Yargıtay Kararı 15. Ceza Dairesi 2011/17371 E. 2012/43428 K. 15.10.2012 T.

YARGITAY KARARI
DAİRE : 15. Ceza Dairesi
ESAS NO : 2011/17371
KARAR NO : 2012/43428
KARAR TARİHİ : 15.10.2012

MAHKEMESİ :Asliye Ceza Mahkemesi
SUÇ : Dolandırıcılık
HÜKÜM : Mahkumiyet

Dosya incelenerek gereği düşünüldü;
Dolandırıcılık suçunun oluşabilmesi için; failin bir kimseyi, kandırabilecek nitelikte hileli davranışlarla hataya düşürüp, onun veya başkasının zararına, kendisine veya başkasına yarar sağlaması gerekmektedir.
Hile nitelikli bir yalandır.
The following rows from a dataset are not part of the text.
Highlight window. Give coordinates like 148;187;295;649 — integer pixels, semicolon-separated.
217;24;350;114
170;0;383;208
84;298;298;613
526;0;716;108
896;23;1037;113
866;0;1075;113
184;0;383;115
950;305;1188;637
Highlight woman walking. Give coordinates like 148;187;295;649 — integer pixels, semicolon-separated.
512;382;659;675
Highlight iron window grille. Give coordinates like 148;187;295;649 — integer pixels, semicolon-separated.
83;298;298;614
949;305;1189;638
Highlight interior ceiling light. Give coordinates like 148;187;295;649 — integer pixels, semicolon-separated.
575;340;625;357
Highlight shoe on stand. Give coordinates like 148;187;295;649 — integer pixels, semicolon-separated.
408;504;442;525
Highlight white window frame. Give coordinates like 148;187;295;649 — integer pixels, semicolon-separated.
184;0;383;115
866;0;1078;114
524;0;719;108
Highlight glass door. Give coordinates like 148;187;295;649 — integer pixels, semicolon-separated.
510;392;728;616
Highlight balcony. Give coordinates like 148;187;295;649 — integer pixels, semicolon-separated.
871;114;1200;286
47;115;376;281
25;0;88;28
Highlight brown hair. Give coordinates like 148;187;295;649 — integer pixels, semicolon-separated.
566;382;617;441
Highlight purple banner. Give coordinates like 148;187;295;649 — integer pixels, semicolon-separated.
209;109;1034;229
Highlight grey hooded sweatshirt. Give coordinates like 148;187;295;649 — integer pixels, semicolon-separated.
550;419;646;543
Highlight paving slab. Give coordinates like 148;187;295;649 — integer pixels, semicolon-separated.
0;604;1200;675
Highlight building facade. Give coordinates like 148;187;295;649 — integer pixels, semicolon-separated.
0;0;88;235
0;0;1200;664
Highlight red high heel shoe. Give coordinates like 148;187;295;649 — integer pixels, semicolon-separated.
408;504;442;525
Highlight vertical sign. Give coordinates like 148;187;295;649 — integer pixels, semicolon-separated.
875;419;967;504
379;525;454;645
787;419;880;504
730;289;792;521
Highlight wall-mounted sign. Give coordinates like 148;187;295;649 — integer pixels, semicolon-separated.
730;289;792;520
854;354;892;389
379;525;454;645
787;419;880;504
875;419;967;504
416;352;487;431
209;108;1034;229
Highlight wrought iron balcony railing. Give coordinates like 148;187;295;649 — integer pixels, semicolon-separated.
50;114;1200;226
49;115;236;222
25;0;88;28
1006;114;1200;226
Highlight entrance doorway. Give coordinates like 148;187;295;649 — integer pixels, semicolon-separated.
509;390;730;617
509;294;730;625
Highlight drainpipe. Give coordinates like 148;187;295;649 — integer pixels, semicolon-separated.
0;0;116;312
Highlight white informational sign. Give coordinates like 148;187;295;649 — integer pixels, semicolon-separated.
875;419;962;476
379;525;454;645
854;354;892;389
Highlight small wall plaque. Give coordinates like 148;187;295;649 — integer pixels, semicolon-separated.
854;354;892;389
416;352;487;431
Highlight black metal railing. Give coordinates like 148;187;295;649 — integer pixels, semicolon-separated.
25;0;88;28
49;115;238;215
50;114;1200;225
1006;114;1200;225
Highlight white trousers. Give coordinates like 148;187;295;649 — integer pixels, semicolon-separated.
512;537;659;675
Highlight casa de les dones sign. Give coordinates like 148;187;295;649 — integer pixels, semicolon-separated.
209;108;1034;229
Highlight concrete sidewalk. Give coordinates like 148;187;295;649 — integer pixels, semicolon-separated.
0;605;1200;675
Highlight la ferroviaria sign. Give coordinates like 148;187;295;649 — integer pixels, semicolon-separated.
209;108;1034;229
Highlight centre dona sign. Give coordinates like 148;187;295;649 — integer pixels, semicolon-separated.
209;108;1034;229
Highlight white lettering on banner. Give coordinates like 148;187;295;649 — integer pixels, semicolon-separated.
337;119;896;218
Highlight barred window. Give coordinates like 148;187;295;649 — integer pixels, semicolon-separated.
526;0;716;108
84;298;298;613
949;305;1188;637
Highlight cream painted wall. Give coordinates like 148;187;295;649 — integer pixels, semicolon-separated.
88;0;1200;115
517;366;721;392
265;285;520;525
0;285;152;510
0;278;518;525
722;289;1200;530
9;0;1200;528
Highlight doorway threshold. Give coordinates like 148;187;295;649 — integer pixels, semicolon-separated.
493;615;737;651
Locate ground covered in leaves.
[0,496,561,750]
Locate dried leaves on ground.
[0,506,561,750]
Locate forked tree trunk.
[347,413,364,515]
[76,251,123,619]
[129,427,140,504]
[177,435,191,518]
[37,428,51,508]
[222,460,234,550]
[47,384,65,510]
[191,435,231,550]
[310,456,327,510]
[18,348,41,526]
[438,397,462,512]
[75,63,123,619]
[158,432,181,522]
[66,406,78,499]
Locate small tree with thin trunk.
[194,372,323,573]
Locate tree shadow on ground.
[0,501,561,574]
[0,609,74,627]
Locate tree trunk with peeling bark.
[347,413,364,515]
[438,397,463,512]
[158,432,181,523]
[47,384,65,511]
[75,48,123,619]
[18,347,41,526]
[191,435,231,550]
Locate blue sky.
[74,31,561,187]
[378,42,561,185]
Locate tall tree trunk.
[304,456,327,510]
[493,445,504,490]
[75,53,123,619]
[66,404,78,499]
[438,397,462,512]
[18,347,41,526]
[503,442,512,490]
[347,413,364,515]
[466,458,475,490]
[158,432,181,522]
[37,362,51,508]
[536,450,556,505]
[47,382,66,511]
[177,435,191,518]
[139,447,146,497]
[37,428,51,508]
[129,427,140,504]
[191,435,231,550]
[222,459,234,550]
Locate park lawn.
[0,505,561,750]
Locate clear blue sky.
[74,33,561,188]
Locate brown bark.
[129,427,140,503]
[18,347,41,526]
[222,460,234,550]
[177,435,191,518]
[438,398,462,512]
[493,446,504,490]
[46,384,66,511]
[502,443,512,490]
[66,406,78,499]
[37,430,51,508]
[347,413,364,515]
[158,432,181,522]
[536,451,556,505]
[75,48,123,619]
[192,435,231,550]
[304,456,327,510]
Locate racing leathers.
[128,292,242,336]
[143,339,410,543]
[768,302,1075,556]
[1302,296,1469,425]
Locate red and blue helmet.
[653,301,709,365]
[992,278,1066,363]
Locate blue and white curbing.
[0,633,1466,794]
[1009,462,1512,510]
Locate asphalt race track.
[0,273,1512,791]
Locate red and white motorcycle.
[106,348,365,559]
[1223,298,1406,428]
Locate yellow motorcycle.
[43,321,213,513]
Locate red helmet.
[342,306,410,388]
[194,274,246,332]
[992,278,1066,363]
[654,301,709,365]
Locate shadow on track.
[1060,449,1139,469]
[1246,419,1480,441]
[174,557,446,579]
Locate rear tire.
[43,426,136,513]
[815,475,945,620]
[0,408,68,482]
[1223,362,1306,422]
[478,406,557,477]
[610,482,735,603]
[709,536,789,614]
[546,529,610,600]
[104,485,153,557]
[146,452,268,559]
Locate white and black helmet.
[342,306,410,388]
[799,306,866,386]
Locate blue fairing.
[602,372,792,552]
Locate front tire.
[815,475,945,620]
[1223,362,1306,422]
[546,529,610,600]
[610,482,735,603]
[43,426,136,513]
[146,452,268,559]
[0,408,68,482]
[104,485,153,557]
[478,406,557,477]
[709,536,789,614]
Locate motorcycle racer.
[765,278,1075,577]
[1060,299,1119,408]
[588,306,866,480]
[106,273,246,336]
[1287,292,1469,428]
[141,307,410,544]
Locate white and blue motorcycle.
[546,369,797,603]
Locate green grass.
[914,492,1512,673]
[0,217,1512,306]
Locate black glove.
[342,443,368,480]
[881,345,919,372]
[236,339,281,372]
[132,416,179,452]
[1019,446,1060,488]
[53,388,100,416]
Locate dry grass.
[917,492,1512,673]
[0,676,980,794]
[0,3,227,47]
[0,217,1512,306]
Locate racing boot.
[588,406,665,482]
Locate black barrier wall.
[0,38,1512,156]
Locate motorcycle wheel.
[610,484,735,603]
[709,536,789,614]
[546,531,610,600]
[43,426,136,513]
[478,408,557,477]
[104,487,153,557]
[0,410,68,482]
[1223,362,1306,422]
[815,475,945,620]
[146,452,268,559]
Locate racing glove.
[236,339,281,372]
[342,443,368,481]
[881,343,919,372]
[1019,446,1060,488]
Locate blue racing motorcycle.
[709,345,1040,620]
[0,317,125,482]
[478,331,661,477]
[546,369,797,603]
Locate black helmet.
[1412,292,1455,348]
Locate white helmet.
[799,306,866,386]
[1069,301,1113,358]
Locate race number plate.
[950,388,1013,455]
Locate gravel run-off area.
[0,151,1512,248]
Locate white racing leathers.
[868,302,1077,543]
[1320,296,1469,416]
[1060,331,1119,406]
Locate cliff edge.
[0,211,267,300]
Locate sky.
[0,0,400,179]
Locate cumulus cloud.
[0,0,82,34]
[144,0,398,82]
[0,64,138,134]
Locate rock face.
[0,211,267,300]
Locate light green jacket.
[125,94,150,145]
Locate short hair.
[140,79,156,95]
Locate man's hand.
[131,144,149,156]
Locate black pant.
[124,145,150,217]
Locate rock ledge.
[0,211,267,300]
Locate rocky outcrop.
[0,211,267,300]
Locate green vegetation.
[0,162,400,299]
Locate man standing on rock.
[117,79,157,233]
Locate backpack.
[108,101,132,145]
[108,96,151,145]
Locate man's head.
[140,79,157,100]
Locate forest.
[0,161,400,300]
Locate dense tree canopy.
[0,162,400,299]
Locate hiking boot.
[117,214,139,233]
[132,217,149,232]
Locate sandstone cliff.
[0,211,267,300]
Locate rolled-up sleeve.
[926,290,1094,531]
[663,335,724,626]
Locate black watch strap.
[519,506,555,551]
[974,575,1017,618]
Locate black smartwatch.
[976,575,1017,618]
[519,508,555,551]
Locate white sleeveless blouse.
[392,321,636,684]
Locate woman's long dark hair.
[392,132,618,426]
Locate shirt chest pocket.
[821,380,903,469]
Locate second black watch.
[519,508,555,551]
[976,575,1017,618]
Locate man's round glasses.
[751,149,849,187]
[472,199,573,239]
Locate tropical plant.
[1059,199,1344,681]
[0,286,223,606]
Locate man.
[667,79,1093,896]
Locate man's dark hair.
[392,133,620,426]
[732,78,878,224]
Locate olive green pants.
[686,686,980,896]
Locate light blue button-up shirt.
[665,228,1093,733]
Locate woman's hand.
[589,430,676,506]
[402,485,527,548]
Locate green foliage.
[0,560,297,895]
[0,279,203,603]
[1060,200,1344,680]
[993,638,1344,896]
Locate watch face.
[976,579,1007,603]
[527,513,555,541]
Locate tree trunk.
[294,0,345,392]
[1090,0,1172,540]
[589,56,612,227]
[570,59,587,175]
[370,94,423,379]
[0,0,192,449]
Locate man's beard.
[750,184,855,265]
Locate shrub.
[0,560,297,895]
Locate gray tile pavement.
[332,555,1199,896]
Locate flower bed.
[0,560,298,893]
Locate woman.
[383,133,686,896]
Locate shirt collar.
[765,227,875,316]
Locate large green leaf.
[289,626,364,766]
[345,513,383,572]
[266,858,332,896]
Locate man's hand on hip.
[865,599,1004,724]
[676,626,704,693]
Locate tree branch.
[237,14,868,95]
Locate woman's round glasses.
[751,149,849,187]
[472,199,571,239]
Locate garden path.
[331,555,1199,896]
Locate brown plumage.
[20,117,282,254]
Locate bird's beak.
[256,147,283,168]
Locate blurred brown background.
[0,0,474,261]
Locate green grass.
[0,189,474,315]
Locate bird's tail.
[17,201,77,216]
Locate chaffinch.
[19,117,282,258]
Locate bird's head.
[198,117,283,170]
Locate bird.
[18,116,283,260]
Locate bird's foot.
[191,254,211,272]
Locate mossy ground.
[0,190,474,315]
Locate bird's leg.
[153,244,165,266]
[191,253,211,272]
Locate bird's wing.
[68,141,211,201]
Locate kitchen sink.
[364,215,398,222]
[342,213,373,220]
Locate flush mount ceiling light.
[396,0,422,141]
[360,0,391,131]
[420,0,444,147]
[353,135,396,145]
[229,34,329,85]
Fail tarafından yapılan hileli davranış belli oranda ağır, yoğun ve ustaca olmalı, sergileniş açısından mağdurun inceleme olanağını ortadan kaldıracak nitelikte bir takım hareketler olmalıdır. Kullanılan hileli davranışlarla mağdur yanılgıya düşürülmeli ve bu yanıltma sonucu yalanlara inanan mağdur tarafından sanık veya bir başkasına haksız çıkar sağlanmalıdır.
Hilenin kandırıcı nitelikte olup olmadığı olaysal olarak değerlendirilmeli, olayın özelliği, fiille olan ilişkisi, mağdurun durumu, kullanılmışsa gizlenen veya değiştirilen belgenin nitelikleri ayrı ayrı nazara alınmalıdır.
Somut olayda; sanığın, değişik tarihlerde şikayetçiler … ile …’nin çalıştığı işyerlerine giderek kendisini kiralanan mülk sahibinin kardeşi … olarak tanıttıktan sonra, önemli bir konuda patronla görüşmek istediğini söyleyince şikayetçilerin, işyerini işleten eşlerini arayarak durumu izah ettikleri ve telefonu sanığa verdikleri, onlarla bir müddet görüştükten sonra telefonu kapatmasına rağmen, telefondaki kişiyle görüşüyor gibi davranarak konuşmaya devam ettiği, konuşmasında işyeri sahibinin kardeşi olduğunu, kira parasını almaya geldiğini belirterek, karşı tarafın kasada para olması halinde eşlerinin ödeyebileceğini söylediğini şikayetçilere ilettiği, bunun üzerine şikayetçilerin, eşleriyle konuştuğunu ve parayı sanığa ödeyeceklerini sanmaları nedeniyle kira parasını verdikleri, bu şekilde hileli hareketlerle haksız menfaat temin ettiği anlaşıldığından, eyleminin dolandırıcılık suçunu oluşturduğuna dair mahkemenin kabulünde bir isabetsizlik görülmemiştir.
Adli sicil kaydına göre tekerrüre esas mahkumiyeti bulunan sanık hakkında 5237 sayılı TCK’nın 58/6. maddesi uyarınca mükerrirlere özgü infaz rejimine ilişkin hükümlerin uygulanmaması, aleyhe temyiz olmadığından bozma sebebi yapılmamıştır.
Yapılan yargılamaya, toplanıp karar yerinde gösterilen delillere, mahkemenin kovuşturma sonuçlarına uygun olarak oluşan kanaat ve takdirine, incelenen dosya kapsamına göre, sanığın temyiz itirazlarının reddiyle hükmün ONANMASINA, 15.10.2012 tarihinde oybirliğiyle karar verildi.